The quantizer 1003 quantizes the input coefficients by a predetermined quantization step, and outputs indices corresponding to the quantized values. The quantizer 1003 changes quantization indices based on the mask information input from the region designation unit 1011 by:q′=q×28; inside region  (1)q′=q; outside region  (2)
With the aforementioned process, only quantization indices that belong to the designated region designated by the region designation unit 1011 are shifted up (to the MSB side) by 8 bits.
FIGS. 15B and 15C show a change in quantization indices by this shift-up process. Referring to FIG. 15B, quantization indices are included in subbands, and change after the shift-up process, as shown in FIG. 15C. The quantization indices changed in this way are output to the entropy encoder 1004.
The entropy encoder 1004 decomposes the input quantization indices into bit planes, executes binary arithmetic coding in units of bit planes, and outputs code streams.
FIG. 16 is a view for explaining the operation of the entropy encoder 1004. In this example, a 4×4 subband region includes three nonzero indices, which respectively have values “+13”, “−6”, and “+3”. The entropy encoder 1004 scans this region to obtain a maximum value M, and computes the required number S of bits.
In FIG. 16, since the maximum coefficient value M is “13”, the number S of bits required for expressing this value is “4”. Sixteen quantization indices in the sequence are processed in units of four bit planes, as indicated by the right side in FIG. 16.

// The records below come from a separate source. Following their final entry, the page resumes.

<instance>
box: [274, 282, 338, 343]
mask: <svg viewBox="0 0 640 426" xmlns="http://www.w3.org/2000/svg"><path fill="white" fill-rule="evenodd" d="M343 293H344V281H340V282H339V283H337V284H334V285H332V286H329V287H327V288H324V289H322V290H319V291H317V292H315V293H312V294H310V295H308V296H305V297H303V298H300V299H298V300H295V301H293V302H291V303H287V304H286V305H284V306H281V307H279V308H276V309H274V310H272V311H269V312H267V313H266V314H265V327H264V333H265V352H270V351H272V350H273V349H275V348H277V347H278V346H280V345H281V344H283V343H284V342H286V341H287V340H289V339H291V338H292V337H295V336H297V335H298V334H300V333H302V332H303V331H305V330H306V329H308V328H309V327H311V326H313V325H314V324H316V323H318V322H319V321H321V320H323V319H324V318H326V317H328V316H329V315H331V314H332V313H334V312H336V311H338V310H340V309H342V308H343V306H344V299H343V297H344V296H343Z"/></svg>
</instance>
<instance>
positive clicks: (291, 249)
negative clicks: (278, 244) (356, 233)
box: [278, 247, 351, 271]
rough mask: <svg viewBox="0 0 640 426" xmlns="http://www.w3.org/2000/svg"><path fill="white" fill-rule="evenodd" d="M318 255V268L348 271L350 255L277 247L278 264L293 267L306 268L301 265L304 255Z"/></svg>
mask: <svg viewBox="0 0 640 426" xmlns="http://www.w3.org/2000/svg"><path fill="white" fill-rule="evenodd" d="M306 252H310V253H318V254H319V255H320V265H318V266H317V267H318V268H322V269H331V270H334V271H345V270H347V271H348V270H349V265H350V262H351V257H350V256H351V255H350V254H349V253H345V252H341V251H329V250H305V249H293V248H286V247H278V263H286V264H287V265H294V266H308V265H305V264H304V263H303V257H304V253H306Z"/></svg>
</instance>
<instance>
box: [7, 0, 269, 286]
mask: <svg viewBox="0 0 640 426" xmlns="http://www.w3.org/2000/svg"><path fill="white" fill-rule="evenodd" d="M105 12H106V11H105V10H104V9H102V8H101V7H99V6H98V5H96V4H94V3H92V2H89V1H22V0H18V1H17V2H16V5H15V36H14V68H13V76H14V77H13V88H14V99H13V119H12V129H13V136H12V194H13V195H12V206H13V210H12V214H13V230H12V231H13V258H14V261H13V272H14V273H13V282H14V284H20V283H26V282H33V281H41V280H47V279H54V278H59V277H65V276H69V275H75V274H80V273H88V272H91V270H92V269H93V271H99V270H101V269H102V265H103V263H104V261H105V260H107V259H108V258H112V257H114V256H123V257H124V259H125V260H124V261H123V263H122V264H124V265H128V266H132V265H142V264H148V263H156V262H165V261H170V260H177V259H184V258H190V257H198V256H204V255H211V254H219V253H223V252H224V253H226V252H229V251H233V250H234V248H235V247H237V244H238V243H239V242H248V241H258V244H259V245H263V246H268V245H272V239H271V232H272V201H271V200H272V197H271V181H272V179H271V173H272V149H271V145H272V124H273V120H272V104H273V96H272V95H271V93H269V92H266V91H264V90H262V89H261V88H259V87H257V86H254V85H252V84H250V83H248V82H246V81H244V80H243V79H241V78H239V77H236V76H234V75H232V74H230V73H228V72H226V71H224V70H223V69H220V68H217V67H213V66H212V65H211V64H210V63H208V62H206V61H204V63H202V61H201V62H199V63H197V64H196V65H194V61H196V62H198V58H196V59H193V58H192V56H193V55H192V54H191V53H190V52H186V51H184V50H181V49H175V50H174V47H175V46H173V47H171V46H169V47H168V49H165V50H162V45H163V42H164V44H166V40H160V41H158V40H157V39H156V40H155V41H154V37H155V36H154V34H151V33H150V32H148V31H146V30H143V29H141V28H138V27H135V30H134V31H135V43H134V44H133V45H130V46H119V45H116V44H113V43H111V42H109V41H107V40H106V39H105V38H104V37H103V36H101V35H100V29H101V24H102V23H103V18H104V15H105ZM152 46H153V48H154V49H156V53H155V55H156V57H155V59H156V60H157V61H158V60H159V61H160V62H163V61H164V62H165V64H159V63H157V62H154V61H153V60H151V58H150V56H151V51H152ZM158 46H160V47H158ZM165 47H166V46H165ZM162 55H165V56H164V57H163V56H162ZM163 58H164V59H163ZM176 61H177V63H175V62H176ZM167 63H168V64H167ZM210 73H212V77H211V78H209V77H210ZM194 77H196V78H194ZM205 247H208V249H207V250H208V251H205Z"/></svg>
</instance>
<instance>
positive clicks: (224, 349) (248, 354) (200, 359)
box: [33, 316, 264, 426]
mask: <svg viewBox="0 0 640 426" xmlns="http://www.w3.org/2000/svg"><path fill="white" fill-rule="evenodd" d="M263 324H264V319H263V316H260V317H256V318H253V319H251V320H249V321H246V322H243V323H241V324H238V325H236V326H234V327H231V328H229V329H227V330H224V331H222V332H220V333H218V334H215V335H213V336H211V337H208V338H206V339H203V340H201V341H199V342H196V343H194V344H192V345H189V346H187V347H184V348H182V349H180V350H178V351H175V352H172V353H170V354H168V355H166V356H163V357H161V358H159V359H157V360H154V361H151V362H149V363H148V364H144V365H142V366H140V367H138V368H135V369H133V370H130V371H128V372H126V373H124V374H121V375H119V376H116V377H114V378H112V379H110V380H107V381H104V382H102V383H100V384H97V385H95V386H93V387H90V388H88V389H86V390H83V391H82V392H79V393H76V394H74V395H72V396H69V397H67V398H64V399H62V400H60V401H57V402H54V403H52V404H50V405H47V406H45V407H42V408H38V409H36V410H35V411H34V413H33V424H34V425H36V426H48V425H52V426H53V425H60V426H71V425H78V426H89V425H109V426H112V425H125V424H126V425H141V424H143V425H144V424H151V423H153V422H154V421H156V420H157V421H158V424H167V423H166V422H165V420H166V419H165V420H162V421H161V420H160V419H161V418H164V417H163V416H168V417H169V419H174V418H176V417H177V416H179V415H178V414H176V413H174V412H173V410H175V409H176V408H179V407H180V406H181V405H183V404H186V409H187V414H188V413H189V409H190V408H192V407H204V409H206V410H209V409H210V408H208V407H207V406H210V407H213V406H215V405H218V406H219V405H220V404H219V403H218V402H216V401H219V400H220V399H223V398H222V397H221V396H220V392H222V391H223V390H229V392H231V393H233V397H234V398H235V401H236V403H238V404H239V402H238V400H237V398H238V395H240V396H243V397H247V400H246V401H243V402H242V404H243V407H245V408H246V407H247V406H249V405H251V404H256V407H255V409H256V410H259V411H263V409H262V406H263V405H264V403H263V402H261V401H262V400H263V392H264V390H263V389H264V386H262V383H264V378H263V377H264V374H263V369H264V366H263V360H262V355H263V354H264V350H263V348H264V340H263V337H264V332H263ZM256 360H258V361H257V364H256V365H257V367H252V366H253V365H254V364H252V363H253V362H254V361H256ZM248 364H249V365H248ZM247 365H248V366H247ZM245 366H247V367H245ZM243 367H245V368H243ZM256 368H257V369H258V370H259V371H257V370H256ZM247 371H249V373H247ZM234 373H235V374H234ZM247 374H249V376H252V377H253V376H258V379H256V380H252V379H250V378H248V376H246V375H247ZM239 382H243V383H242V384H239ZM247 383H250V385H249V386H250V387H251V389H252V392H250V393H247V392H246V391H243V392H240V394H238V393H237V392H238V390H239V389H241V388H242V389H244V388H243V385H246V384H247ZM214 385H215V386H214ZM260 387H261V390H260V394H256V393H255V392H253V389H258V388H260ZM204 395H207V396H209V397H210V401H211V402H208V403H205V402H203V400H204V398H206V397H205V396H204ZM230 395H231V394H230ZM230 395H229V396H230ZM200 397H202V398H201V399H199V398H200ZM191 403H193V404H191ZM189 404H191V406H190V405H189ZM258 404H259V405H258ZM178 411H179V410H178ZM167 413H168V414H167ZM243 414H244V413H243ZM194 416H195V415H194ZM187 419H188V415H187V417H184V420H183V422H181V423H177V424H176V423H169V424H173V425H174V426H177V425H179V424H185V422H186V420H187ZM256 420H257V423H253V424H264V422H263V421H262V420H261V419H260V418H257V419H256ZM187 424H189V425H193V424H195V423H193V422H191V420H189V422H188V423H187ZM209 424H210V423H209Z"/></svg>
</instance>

The entropy encoder 1004 makes binary arithmetic coding of bits of the most significant bit plane (indicated by MSB in FIG. 16) first, and outputs the coding result as a bitstream. Then, the encoder 1004 lowers the bit plane by one level, and encodes and outputs bits of each bit plane to the code output unit 1005 until the bit plane of interest reaches the least significant bit plane (indicated by LSB in FIG. 16). At this time, a code of each quantization index is entropy-encoded immediately after the first nonzero bit is detected upon scanning the bit plane.
Parallel to laying down of the still image international standards, MPEG-4 is being examined as a moving image coding scheme, and its international standardization is in progress. Conventional moving image coding represented by MPEG-2 encodes data in units of frames or fields, but MPEG-4 encodes using video and audio data as objects to implement re-use and editing of contents. Furthermore, an object contained in video data is also independently encoded, and can be processed as an object. Details of MPEG-4 are described in, e.g., “Outline of MPEG-4 International Standards Determined”, Nikkei Electronics, 1997.9.22 issue, p. 147-168, international standard IS014496-2, and the like.
The standardization of MPEG-4 has advanced, and an encoding technique of an image having an arbitrary shape or the like has been added. Also, a copyright protection mechanism of object data is undergoing standardization to allow re-use of contents. Furthermore, standardization of a data description for data search (MPEG-7) is also underway. This standardization pertains to a description for appending meta information to facilitate a search.
When meta information, copyright information, or the like is to be appended in JPEG2000, such information must be separately appended in addition to JPEG2000 encoded data, resulting in complicated management and the like.
Upon encoding in units of frames using JPEG2000, audio data must be separately appended, resulting in a complicated sync process and data management.